A recent survey conducted by Opinium for the Observer on the future of rail showed that more than three times as many people back some form of renationalisation of rail services (55%) as oppose it (18%). It also showed that the suggestion of bringing franchises back under state control as they come to an end was backed by 60% of Conservative voters, and opposed by only 20%. Among Labour voters, the figures were 71% in favour and 8% against.
Then, last month, the Observer published a letter from more than 30 prospective parliamentary candidates calling for Ed Miliband to seriously consider some form of these ideas for Labour’s General Election manifesto. In the Observer letter, the candidates suggested that the not-for-profit East Coast model should be extended to the rest of the network.
And Labour’s policy chief Jon Cruddas met with representatives from affiliated rail unions TSSA, ASLEF and Unite as well as the RMT earlier in the year to discuss these very issues.
So, clearly Labour is keen on a revision of the passenger rail franchising system. But will Ed Miliband and his team opt for a truly radical alteration to the franchising system?
Since publication of the letter, Ed Miliband has admitted that Labour are considering the policy, which, if tied to a radical offer on rail fares, would represent a similar market intervention to Labour’s pledge to freeze energy bills. And back in April, in an interview with the Guardian, Miliband admitted that Labour is looking at different issues around franchising. He said: “There are different models you can use. You can have a competitive model where there is a public option like there is in East Coast at the moment. So we are looking at different models for this.”
Since taking over from Maria Eagle as Shadow Secretary of State for Transport, Mary Creagh, has made a number of public attacks on the current system. At a recent meeting of the All-Party Parliamentary Rail Group, she said that Labour is “looking at how our rail system could deliver more for passengers and taxpayers, who are paying for this out-of-touch government’s franchising fiasco through higher fares and more public subsidy.”
So what are the options being considered as part of Labour’s policy review?
A number of Labour campaigners favour taking franchises back into public ownership as they expire – and if Labour where to gain power, this would likely affect the Northern and TransPennine franchises first. Labour have been campaigning vociferously on the current East Coast arrangements and would like to see DfT delays in letting the franchise, allowing them – if they win the Election – to maintain public ownership of that franchise. Another related option would be to allow Directly Operated Railways to bid for control of other franchises against private sector bidders.
Moves towards bringing rail franchises back into the public sector will likely be heavily scrutinised by Shadow Chancellor Ed Balls, however, given the potential impact of the policy on the Government’s balance sheet. Mr Balls would also be wary of Labour being portrayed as anti-business or as rolling back to the pre-Thatcher era of nationalised industries.

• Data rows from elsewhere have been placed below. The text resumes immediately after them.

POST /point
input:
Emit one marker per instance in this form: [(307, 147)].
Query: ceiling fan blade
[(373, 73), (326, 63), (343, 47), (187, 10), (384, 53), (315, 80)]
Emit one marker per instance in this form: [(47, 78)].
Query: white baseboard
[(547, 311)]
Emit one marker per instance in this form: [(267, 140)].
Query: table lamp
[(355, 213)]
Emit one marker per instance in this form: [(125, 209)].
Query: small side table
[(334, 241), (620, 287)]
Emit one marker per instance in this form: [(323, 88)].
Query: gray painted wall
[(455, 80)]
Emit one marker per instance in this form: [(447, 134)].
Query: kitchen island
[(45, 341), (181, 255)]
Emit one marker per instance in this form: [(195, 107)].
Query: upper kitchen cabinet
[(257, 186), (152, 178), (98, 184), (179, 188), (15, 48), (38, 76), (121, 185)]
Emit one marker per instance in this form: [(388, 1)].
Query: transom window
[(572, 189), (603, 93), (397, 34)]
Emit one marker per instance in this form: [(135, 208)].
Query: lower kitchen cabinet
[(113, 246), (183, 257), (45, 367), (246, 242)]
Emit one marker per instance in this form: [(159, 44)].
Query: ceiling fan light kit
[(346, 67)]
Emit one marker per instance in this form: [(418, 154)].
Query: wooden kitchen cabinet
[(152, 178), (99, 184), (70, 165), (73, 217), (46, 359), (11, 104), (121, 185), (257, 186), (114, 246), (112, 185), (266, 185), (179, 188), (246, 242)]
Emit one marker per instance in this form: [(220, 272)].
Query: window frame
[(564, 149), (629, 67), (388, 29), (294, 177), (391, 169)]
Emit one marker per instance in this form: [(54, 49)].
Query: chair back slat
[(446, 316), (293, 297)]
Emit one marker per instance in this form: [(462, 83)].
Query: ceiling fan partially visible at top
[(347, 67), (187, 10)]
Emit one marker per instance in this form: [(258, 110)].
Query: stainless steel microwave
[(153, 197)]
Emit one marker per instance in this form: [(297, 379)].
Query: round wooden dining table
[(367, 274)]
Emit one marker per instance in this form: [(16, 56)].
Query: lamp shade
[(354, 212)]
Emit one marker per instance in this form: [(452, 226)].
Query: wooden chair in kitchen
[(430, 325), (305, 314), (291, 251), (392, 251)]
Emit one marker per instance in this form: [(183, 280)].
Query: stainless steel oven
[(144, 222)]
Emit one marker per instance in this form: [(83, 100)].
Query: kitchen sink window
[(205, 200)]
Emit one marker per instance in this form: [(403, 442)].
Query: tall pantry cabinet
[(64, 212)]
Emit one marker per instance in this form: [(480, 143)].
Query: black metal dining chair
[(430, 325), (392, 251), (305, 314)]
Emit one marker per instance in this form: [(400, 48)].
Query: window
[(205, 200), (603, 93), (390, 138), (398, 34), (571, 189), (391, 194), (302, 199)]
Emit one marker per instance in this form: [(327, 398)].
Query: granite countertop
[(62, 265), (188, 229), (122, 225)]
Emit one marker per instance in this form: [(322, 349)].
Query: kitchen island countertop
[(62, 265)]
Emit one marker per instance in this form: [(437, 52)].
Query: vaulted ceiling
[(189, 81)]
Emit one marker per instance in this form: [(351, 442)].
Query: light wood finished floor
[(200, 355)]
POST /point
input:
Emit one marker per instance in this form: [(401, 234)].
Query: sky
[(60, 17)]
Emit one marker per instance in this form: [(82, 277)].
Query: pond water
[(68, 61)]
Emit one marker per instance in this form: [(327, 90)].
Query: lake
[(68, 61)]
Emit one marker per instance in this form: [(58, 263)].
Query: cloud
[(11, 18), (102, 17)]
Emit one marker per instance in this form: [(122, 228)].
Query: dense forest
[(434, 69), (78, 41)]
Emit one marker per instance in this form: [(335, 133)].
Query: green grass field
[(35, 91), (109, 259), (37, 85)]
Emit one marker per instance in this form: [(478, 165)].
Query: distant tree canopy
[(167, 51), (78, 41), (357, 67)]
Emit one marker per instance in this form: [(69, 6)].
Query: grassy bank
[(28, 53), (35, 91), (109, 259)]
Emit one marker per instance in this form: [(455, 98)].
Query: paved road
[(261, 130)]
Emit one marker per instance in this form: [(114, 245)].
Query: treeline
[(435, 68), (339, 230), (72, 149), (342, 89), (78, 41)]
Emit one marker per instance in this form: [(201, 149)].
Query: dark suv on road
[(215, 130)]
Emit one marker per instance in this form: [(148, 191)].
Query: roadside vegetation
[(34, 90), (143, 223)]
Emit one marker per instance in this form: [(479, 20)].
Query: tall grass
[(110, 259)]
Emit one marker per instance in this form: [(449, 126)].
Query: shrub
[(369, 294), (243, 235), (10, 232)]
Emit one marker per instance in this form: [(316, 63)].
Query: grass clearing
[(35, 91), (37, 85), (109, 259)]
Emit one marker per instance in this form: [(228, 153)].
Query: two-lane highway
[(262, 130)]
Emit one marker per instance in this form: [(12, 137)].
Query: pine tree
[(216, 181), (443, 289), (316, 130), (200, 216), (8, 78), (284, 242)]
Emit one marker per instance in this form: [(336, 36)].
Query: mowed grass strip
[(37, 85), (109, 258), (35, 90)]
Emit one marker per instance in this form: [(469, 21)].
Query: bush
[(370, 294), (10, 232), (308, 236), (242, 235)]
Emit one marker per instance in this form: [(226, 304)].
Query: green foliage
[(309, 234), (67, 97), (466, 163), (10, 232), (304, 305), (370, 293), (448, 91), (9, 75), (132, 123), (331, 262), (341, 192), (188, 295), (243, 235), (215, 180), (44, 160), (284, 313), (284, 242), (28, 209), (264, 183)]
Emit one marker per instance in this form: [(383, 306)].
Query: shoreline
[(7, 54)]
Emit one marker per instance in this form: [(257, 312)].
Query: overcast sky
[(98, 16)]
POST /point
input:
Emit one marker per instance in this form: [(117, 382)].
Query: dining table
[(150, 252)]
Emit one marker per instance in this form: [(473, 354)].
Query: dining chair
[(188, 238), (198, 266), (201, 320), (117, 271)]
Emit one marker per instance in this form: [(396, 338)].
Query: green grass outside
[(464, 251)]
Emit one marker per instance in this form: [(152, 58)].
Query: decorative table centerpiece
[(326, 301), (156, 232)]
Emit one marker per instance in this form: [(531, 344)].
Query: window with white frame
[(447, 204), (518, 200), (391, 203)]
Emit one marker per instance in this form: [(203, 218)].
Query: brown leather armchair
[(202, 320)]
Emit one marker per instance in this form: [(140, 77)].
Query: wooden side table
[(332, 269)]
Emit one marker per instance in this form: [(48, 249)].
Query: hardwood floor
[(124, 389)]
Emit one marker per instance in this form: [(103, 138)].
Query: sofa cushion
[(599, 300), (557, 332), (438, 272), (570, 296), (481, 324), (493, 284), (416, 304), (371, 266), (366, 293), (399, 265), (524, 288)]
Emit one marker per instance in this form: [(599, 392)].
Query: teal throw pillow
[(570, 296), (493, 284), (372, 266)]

And although many Labour MPs would support moves to full renationalisation, or some form of it, for many of them, opposition to renationalisation is down to the cost of doing so, as well as reservations on whether services would actually improve.
But if Labour could find a way for a move on franchises to fund a bold offer on fares, they will be expecting to pick up a high number of commuter votes in marginal seats across the country, particularly in the South East where they need them the most.
Whilst it is certain we will not see proposals for a return to a British Rail-style model (not least as the European Commission would have something to say about putting track and train back together), we can expect Labour to suggest either gradually bringing franchises back into state control, or, less radically, allowing Directly Operated Railways to bid for franchises in the same was as Deutsche Bahn / Arriva, Nederlandse Spoorwegen / Abellio, or SNCF / Keolis.
So what are the next steps for these plans? This summer all policy proposals will be discussed at Labour’s National Policy Forum and then Annual Conference, with the final versions being adopted into the manifesto. And for rail? I think the option on allowing DOR to bid is most likely. Though it won’t be enough for many Labour campaigners, I just can’t see the two Eds opting for a more radical offer.
Jay Turner is an Account Director at Freshwater Public Affairs in London.